The answer on the research question which factors influence the motivation of employees is
the following. Money motivates employees which are in the first 3 steps of the pyramid of
Maslow. From then onwards factors such as stimulating the personal growth, giving
employees more responsibilities for their work and give employees more recognition for their
performance prove to be better motivating employees. Furthermore employees should feel
31
they are capable of completing a task with success and the reward should be valuable and
in line with the performance.
The second research question is: How can motivation of employees give a company a
competitive advantage?
Porter’s model showed which 5 forces are influencing an industry and by analysing the
industry chances can be spotted to gain a competitive advantage over the competition.

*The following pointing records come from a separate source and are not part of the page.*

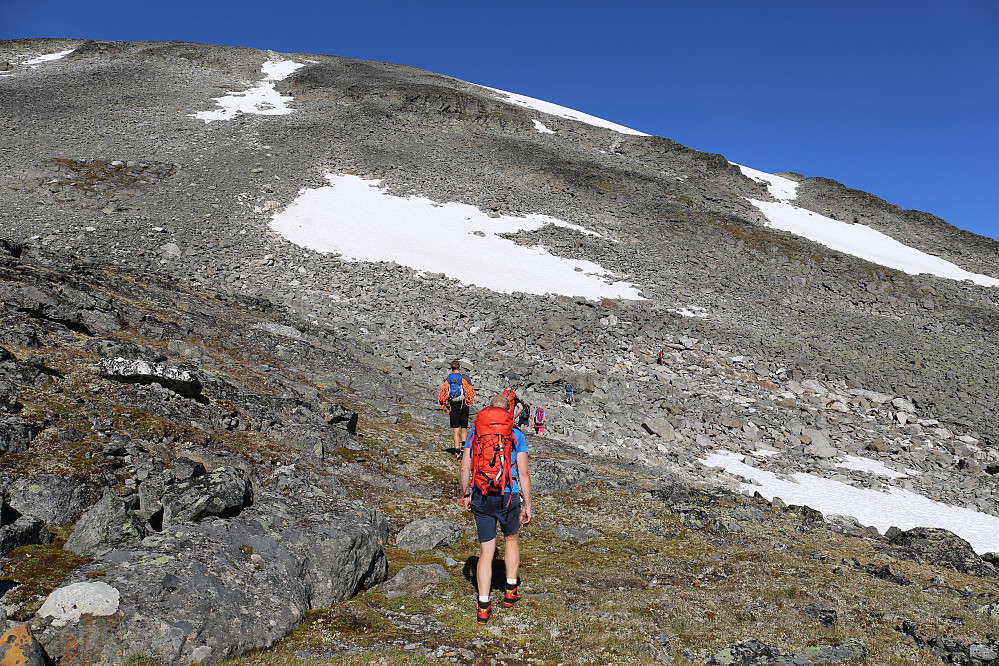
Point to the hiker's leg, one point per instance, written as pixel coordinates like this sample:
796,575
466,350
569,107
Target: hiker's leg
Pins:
511,555
484,570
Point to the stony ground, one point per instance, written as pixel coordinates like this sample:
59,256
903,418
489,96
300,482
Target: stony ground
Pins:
131,229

The SWOT analysis can be used to analyse the current position of the company in the
industry and reveal the strengths and weaknesses of a company which management can
use to formulate the right strategy to gain a competitive advantage. The RBV focuses on the
internal factors of a company to gain a competitive advantage and it is shown that human
capital can give a company a sustainable competitive advantage since it is hard to copy for
the competition. The employees can create a competitive advantage on the customer
relationship part. Motivation of employees is important here since creative and capable
employees are the source for the advantage over the competition. Unmotivated employees
perform worse then motivated employees and since the best performance is required to
remain ahead of the competition it is the motivation of employees which is important to gain
and sustain a competitive advantage.
The problem statement is: How can employees be motivated to gain a competitive
advantage for their company?
Motivation can give a company a competitive advantage on the human capital part and
when this achieved the competitive advantage will be extended to the customer
relationships part since the good performing employees will maintain better relationships
with the customers then the competition.
To motivate the employees in order to gain a competitive advantage, employees should be
stimulated in their personal growth, get recognition for their achievements, get
responsibilities which are in line with their achievements and receive rewards which are in
line with the performance they show. Money can be seen as a motivator to, but it motivates
people less when money is not needed anymore to satisfy the needs someone has.